Clint Eastwood Backs a Dem for President

The Hollywood luminary also talks about #MeToo and why he likes 'Gran Torino'
By Neal Colgrass,  Newser Staff
Posted Feb 22, 2020 5:00 PM CST
Clint Eastwood Backs a Dem for President
Clint Eastwood stands on the 18th green of the Pebble Beach Golf Links during the awards ceremony of the AT&T Pebble Beach National Pro-Am golf tournament Sunday, Feb. 9, 2020, in Pebble Beach, Calif.   (AP Photo/Eric Risberg)

Clint Eastwood's wide-ranging chat with the Wall Street Journal touches on his films, his politics, and playing golf with Donald Trump—but his line about Mike Bloomberg is making the biggest splash. "The best thing we could do is just get Mike Bloomberg in there," he says of the Democratic presidential candidate. While he likes "certain things that Trump's done," Eastwood wants him to behave "in a more genteel way, without tweeting and calling people names. I would personally like for him to not bring himself to that level." Among his other quotes:

  • Golf outing: Eastwood recalls playing golf "many years ago" with Donald Trump and casino billionaire Steve Wynn—two men who each criticized the other when he was out of earshot. "I don't know how much tongue-in-cheek was in all of that, but it was very amusing for me, the lone guy," says the 89-year-old.

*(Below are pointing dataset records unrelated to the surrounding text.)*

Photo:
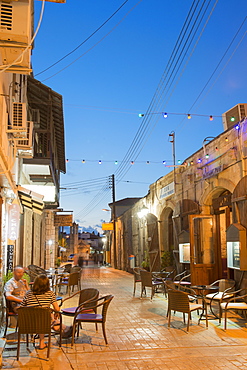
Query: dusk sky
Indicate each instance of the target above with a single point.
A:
(122, 58)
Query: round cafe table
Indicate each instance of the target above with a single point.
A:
(202, 289)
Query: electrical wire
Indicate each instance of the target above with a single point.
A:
(32, 40)
(97, 43)
(83, 42)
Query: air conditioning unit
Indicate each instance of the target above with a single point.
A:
(15, 35)
(234, 115)
(18, 120)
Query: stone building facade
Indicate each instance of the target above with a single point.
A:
(192, 211)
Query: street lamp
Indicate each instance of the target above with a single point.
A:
(143, 212)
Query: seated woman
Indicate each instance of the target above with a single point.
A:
(41, 295)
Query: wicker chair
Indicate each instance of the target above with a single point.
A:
(179, 301)
(34, 270)
(237, 301)
(8, 313)
(148, 281)
(72, 281)
(35, 320)
(137, 277)
(226, 286)
(81, 315)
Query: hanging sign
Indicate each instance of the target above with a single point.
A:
(63, 220)
(14, 221)
(107, 226)
(167, 190)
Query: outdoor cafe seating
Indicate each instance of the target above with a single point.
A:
(179, 301)
(236, 301)
(147, 281)
(82, 315)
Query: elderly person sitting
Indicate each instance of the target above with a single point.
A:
(16, 288)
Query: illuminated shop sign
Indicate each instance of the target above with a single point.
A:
(167, 190)
(214, 171)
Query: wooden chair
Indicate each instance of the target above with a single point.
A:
(74, 279)
(8, 312)
(81, 315)
(35, 320)
(237, 302)
(148, 281)
(226, 286)
(179, 301)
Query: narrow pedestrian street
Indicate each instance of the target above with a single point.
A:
(138, 336)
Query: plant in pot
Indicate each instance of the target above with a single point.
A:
(167, 259)
(146, 262)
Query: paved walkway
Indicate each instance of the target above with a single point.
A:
(138, 336)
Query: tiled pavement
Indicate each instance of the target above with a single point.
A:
(138, 336)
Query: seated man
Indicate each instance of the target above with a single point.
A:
(16, 288)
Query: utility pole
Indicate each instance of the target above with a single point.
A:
(114, 223)
(172, 140)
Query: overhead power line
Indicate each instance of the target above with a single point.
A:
(84, 41)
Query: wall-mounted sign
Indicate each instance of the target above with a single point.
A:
(167, 190)
(107, 226)
(214, 171)
(14, 221)
(63, 220)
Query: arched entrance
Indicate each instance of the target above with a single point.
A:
(208, 238)
(153, 242)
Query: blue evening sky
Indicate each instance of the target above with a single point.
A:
(115, 75)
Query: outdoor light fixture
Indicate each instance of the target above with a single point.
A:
(143, 212)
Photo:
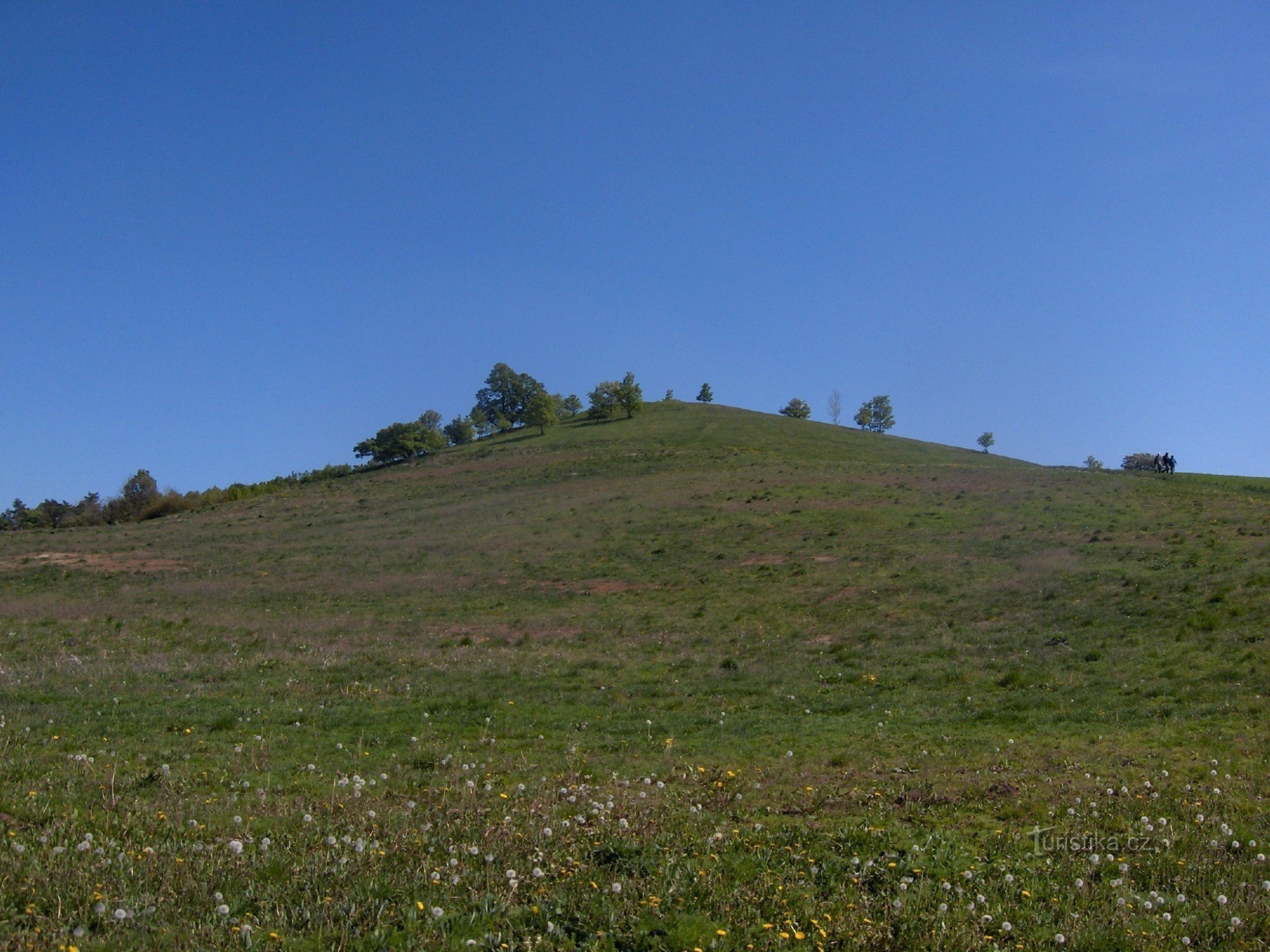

  • His politics: "I was a Republican, but people never thought about their parties except at the national level," he says of his time as mayor of Carmel-by-the-Sea, Calif. in the late 1980s. He calls himself a libertarian who is in "a state of evolution" and "willing to learn constantly."
  • Gran Torino: He liked his movie Gran Torino because "it's about a guy who’s a racist, a hard-ass. He didn't like minorities much, of any kind. But he learns to appreciate people that he really hated."
  • #MeToo: "The #MeToo generation has its points," he says, adding that women "are standing up against people who are trying to shake you down for sexual favors."
  • Richard Jewell: He admits to taking cinematic license in the film, but blames the Atlanta Journal-Constitution for a "reckless story" that persecuted an innocent man and, he claims, led to his death. Does he want the paper to sue Warner Bros. over the movie? "Make my day!" he says. (Lawyers have gotten involved.)
  • America's enemies: He cites Letters From Iwo Jima as a favorite among his movies—but would he make one about America's current enemies in the Middle East? "It may be too fresh to do that. ... I don't think we know enough about al-Qaeda and ISIS."